21 Sep Renewal of Vows
Every year, on September 14th, feast of the Triumph of the Cross, we renew our vows. This is always a special moment in the life of the community and, during the ceremony, which takes place after Mass, the Prioress gives a short address. The text of this year’s follows: I would like to reflect with you on a relevant poem by Lucy Beckett, a contemporary poet who lives in Yorkshire, not far from the ruins of Rievaulx Abbey. The title of the poem is Monks Renew their Vows but with the permission of the author I will put it into the feminine.

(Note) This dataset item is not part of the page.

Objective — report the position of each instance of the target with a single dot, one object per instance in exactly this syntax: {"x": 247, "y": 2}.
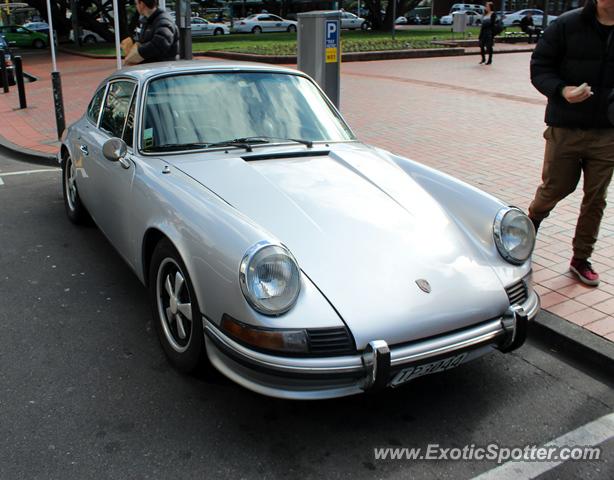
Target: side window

extravagance, this hurling of the best
wine over desert sand, what a (woman) is,
the heart of (her), demanded, sacrificed
again, in steadfastness, in fire burning
lifelong the insistent self, the enemy
resentful as Satan of God’s turning
our fallen flesh towards eternity
in Christ his Son; heaven and hell have split
without a sound in you, for he who spins
in ice the furthest planet and its moons
and hears them crack has seen you as you sat
under a figtree and not let you be;
his work your difficult fidelity.
The poem encapsulates a double reality: the mystery of God’s choice of each of us, and the totality of the gift we try to offer in response. he…has seen you as you sat under a figtree and not let you be. At some point in our lives, perhaps even before we clearly understood it, God’s gaze rested upon us, singled us out for a special relationship with himself and, through all the varied circumstances of our days, before and since we entered Carmel, has never let us go. This is, indeed, the only explanation for the radicalness of our response: this extravagance, this hurling of the best wine over desert sand. It is a powerful image: rich wine being sucked beyond recall into the dry sand. It invites the same question as Mary of Bethany’s pouring of expensive perfume over the feet of Jesus: “Why this waste”. Could not better use have been made of our lives? In our hearts we know the answer. It was Christ who first “emptied himself”, poured himself out in extravagant love over a barren and thirsting earth. And when he saw us, one day, under the fig tree, he claimed our participation in his holocaust. We re-affirm this privileged, costing participation each time that we renew our vows, and some words of the poem invite us to examine whether our offering remains as radical today as when we first made it. Do we still allow our heart to be demanded, sacrificed again, in steadfastness, in fire burning lifelong the insistent self ? There will always be the temptation to evade or resist the full implications of the gift we made recklessly on our Profession day. But when we experience our weakness, or the wearing down that can come with familiarity and routine, encouragement comes in the last line of the poem: his work your difficult fidelity. His work. Lifelong fidelity is difficult to sustain and constantly renew, but we have no need to be discouraged because we do not depend on our own strength. Our fidelity is God’s work to which we have only to lay our hearts open without reserve. Let us renew our vows then, with re-kindled generosity and re-awakened gratitude for our call.